ICD-10: Flash Forward to 2014

Flash Forward to 2014

Flash forward to February 1, 2014, four months after your practice or organization has started using ICD-10 codes. As you review how well the transition went, what do you see?

Was your practice or organization successful in…maintaining coding accuracy and productivity; retaining a stable accounts receivable position; and sustaining a viable cash flow?

These three goals can’t be achieved without support from you and others during the implementation process. It’s the hard work and execution by many individuals in various roles that will lead to your organization’s successful transition to ICD-10.

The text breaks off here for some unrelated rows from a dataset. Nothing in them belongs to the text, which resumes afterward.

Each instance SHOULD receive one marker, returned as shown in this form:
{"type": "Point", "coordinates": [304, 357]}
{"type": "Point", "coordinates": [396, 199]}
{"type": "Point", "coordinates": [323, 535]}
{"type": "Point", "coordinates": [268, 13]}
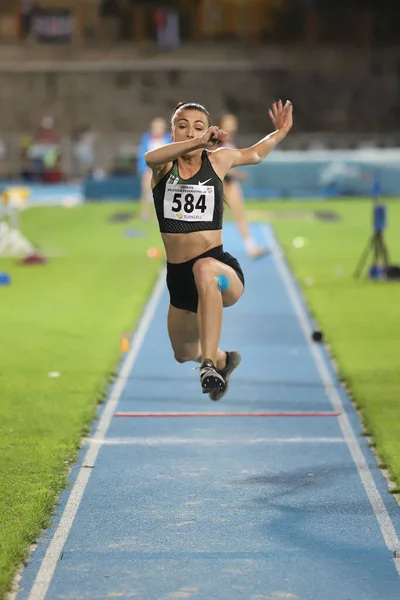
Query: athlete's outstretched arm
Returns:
{"type": "Point", "coordinates": [156, 159]}
{"type": "Point", "coordinates": [281, 117]}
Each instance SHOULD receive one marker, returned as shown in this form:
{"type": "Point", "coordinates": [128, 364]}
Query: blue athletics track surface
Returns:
{"type": "Point", "coordinates": [233, 501]}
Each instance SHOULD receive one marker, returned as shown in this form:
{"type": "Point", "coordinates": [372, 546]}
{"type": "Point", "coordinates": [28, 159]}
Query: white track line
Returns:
{"type": "Point", "coordinates": [171, 441]}
{"type": "Point", "coordinates": [379, 508]}
{"type": "Point", "coordinates": [49, 563]}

It is imperative that everyone understand how they can influence financial outcomes and, more specifically, support workflow processes. To have a “This is very important to our success” attitude rather than a “This isn’t my problem” approach as it relates to the implementation of ICD-10 is crucial to a smooth transition. You must take ownership and personally commit to proactively preparing for this significant change. Otherwise, the view on February 1, 2014 may be disappointing and frustrating.

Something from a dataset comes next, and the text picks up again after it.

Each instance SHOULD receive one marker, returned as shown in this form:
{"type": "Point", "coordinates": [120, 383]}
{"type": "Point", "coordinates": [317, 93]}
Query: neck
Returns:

There are a lot of cogs in the ICD-10 wheel, focusing on only the coding aspect and skipping over the billing and technology outcomes; for example, you could see increased claims denials, declines in productivity, and other negative results. It will require hard work by many individuals in various roles to ensure your practice or organization successfully transitions to ICD-10.

By understanding the broad impact this change has on healthcare and, more specifically, your practice or organization, you can play a major role in minimizing potential negative outcomes, and begin to proactively work toward:

  • Maintaining coding accuracy and productivity
  • A stable accounts receivable position
  • Sustaining cash flow

Over the next several weeks, we will creating additional blog posts focusing on the steps you can take within your organization to make this transition as smooth as possible. Ready, set, go!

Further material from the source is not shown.